By Kevin Klyman and Renée DiResta

Published 16 May 2024

Watermarking is often discussed as a solution to the problems posed by AI-generated content. However, watermarking is inadequate without other methods of detecting and sorting out AI-generated content.

The United States, European Union, and China have all taken major steps towards requiring that developers of large AI models watermark their outputs—meaning, requiring that the outputs include invisible signatures which indicate that they are AI-generated. The momentum for watermarking requirements has grown in large part due to concerns about information integrity and disinformation campaigns in an election year: sixty four countries are holding elections in 2024, even as digital platforms have cut funding for content moderation and reduced the headcount of their integrity teams. In response, companies like OpenAI, Meta, and Google have committed to label AI-generated images and contribute to common standards. But the uncomfortable reality is that watermarking is not a solution to content provenance— government-mandated watermarking will not be the thing that prevents AI-generated deepfakes from having a significant effect on elections this year.

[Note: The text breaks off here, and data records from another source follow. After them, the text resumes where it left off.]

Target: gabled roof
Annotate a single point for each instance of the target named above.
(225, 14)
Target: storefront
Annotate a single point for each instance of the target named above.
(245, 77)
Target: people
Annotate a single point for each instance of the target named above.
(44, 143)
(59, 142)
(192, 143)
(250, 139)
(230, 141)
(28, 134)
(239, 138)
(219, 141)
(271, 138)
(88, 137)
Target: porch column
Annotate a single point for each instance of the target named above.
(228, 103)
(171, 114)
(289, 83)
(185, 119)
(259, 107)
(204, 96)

There are three gaps that make watermarking an inadequate remedy for addressing AI-generated content intended to manipulate audiences. First, watermarking methods that are embedded into models can usually be removed by downstream developers. Second, bad actors can create fake watermarks and trick many watermark detectors. Third, some open-source models will continue to lack watermarks even after the adoption of watermarking requirements.

Watermarking is an appealing solution to policymakers seeking to prevent safeguard democratic elections and restore online trust. It sounds like a quick fix: AI content producing tools will simply indicate that their responses are AI generated, and social media companies will be able to surface this fact within the social media feeds where users are likely to encounter the content. Unfortunately, things are not quite so simple: building up public trust in watermarks as the determinant of “real” versus “fake” content will likely spur the adversarial creation of fake watermarks (so the real will be contested), even as there will be an ongoing proliferation of unwatermarked AI-generated content that comes from open source models (suggesting that the fake is real). A better approach is to regulate the harms from AI models, such as non-consensual intimate imagery, and adopt a tiered defense against inauthentic content that does not overly rely on promoting trust primarily through technological means.